Jeffrey D. Stein is a public defender in the District.
This month, the Justice Department released a report confirming what Baltimore residents have long known: The city’s police department suffers from rampant racial bias. But the problem of police misconduct is not limited to Baltimore or the nearly two dozen other cities under investigation by the Justice Department. The nationwide epidemic persists, in large part, because of laws and policies that screen police misconduct from public view.
For an example of how jurisdictions across the country obstruct public access to misconduct information, the Justice Department need look no further than the District, where I work as a public defender. In Washington, police misconduct files are kept secret by the D.C. police department and the Office of Police Complaints (OPC), an entity charged with investigating certain types of misconduct.
The OPC is required by statute to be independent of the police department, yet like many police oversight bodies, its objectivity is questionable at best; of the 526 complaints closed in fiscal 2015, only eight resulted in sustained findings of misconduct. Although the OPC publishes its final decisions online, it redacts officers’ names so there is no meaningful way to monitor individual officers.

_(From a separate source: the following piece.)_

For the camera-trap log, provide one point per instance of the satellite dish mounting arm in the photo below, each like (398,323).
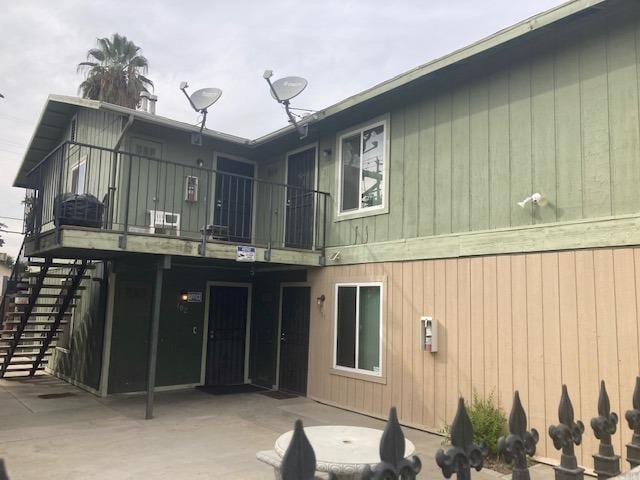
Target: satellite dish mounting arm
(183,87)
(302,130)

The OPC also will not disclose officer misconduct information in response to Freedom of Information Act requests, citing officers’ privacy interests. Likewise, the Metropolitan Police Department does not disclose information related to misconduct — whether investigated internally or by the OPC — to the public at all. While officers are certainly entitled to privacy in their personal lives, their uniquely powerful and public professional role means that community members have a special interest in knowing when they break the rules. Keeping misconduct secret shields officers’ misbehavior from public scrutiny and enables unscrupulous officers to continue operating without accountability to the communities they serve.
The nation’s capital is not alone. According to a review by the New York public radio station WNYC, in 23 states, police-misconduct information is effectively confidential. In 15 states, misconduct information is mostly kept from the public except under certain circumstances — for instance, in cases involving particularly severe disciplinary actions such as suspension or termination. That leaves just 12 states in which police disciplinary information is generally available to the public. When legislators in restrictive states try to implement more common-sense disclosure policies, they face fierce opposition from the law-enforcement lobby. Just last May in California, police unions joined forces with prosecutors to defeat a bill that would have made those records public.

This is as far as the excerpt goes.